Vasily agreed with his coach and accepted to stay in Russia. He considered all the pros and cons and decided that it would have been hard to adapt to an entirely new world and culture.
His possible move to SKA gave him much to think. However, he couldn’t miss the opportunity to take advantage of a great chance to improve within a structured and well-working system. Podkolzin has an opportunity to play with three different teams: SKA in the KHL, SKA-Neva in the VHL, and SKA-1946 in the JHL. In just a few months at his new team, Vasily managed to play in all leagues.
One goal in six VHL games and five in ten JHL games are a great start. But after his debut game in the KHL, his intentions became even more explicit.
“My first game for SKA gave me wings,” Vasily shares his experience. “I want to play even more, but for that, I have to work even harder in practices.”
Right after the game, Podkolzin’s telephone exploded: He got calls and messages from any possible number.

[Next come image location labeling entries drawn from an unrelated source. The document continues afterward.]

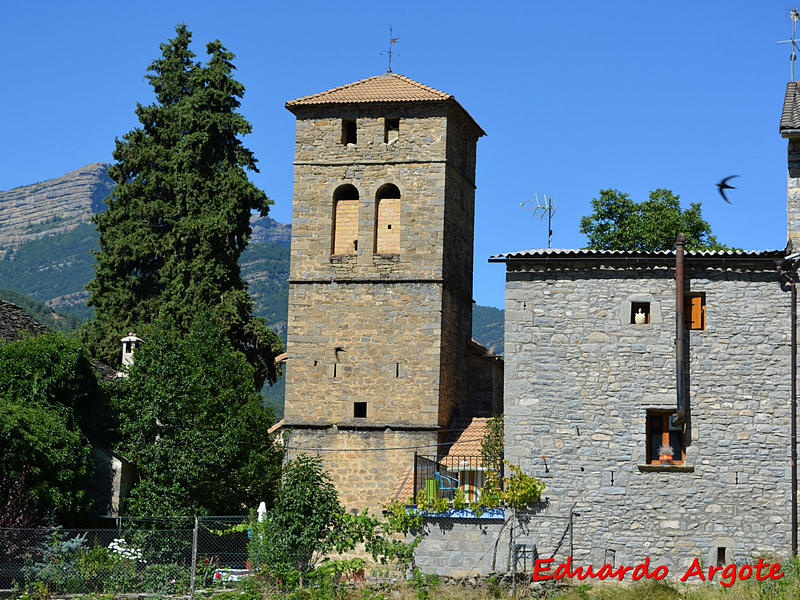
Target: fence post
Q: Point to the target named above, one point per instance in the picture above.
(194, 558)
(513, 556)
(414, 499)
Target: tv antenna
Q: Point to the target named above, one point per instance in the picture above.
(795, 14)
(548, 207)
(392, 40)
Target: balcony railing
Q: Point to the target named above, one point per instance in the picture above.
(441, 477)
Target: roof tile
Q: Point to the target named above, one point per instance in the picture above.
(790, 116)
(388, 87)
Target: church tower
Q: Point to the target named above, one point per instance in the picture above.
(380, 284)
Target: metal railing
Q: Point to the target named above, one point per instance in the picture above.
(442, 477)
(148, 555)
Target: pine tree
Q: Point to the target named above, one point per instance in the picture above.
(179, 217)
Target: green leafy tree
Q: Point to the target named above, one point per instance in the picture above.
(194, 426)
(179, 216)
(492, 442)
(50, 399)
(619, 223)
(304, 520)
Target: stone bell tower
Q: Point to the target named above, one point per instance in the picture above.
(380, 285)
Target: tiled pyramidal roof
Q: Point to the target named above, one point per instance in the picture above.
(388, 87)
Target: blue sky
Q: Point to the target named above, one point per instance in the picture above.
(575, 97)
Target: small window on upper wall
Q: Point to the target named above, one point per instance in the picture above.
(694, 310)
(391, 130)
(664, 445)
(640, 313)
(349, 131)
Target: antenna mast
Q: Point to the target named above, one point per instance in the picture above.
(795, 14)
(547, 208)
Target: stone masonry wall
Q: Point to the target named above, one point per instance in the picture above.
(415, 163)
(368, 467)
(462, 547)
(579, 379)
(388, 336)
(388, 329)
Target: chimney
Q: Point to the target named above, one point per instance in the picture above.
(790, 129)
(129, 344)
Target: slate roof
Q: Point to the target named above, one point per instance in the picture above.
(387, 87)
(663, 257)
(790, 116)
(14, 321)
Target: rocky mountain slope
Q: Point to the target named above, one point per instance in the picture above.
(55, 206)
(46, 240)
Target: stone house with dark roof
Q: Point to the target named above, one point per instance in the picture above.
(655, 400)
(114, 475)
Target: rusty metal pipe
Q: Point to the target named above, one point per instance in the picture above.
(678, 419)
(793, 371)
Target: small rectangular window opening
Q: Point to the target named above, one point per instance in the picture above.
(640, 313)
(391, 130)
(694, 310)
(665, 446)
(349, 131)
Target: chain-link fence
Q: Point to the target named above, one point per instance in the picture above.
(144, 555)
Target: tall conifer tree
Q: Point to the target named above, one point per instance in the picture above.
(179, 217)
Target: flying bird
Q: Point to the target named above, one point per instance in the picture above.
(723, 185)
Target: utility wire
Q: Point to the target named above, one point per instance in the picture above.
(377, 449)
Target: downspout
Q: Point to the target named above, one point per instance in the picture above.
(679, 418)
(793, 373)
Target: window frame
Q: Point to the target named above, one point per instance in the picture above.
(694, 310)
(349, 126)
(666, 436)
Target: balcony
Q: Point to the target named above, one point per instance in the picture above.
(441, 477)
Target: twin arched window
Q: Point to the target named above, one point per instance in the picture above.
(344, 238)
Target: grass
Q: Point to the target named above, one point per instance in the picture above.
(430, 588)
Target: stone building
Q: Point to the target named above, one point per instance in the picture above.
(380, 284)
(590, 395)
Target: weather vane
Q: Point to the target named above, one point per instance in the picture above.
(795, 14)
(547, 208)
(392, 40)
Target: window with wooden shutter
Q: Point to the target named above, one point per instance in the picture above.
(664, 446)
(694, 311)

“I got calls from pretty much all the guys who played with me with the 2001-born team,” Podkolzin says with a big smile. “We’re still good friends and follow each other.”
Oddly enough, he passed his hockey exam before the school one, as he will sustain his Unified State Exam just next year. Podkolzin didn’t stop thinking about his future, quite the opposite, he keeps on thinking about it: “My goal is to study at the Lesgaft University of Physical Education to become a coach.”
Born on June 24, 2001, in Moscow, Russia.
Club career: SKA, SKA-Neva (VHL), SKA-1946 (JHL) – 2018-present.
Achievements: bronze medal at the Hlinka Gretzky Cup.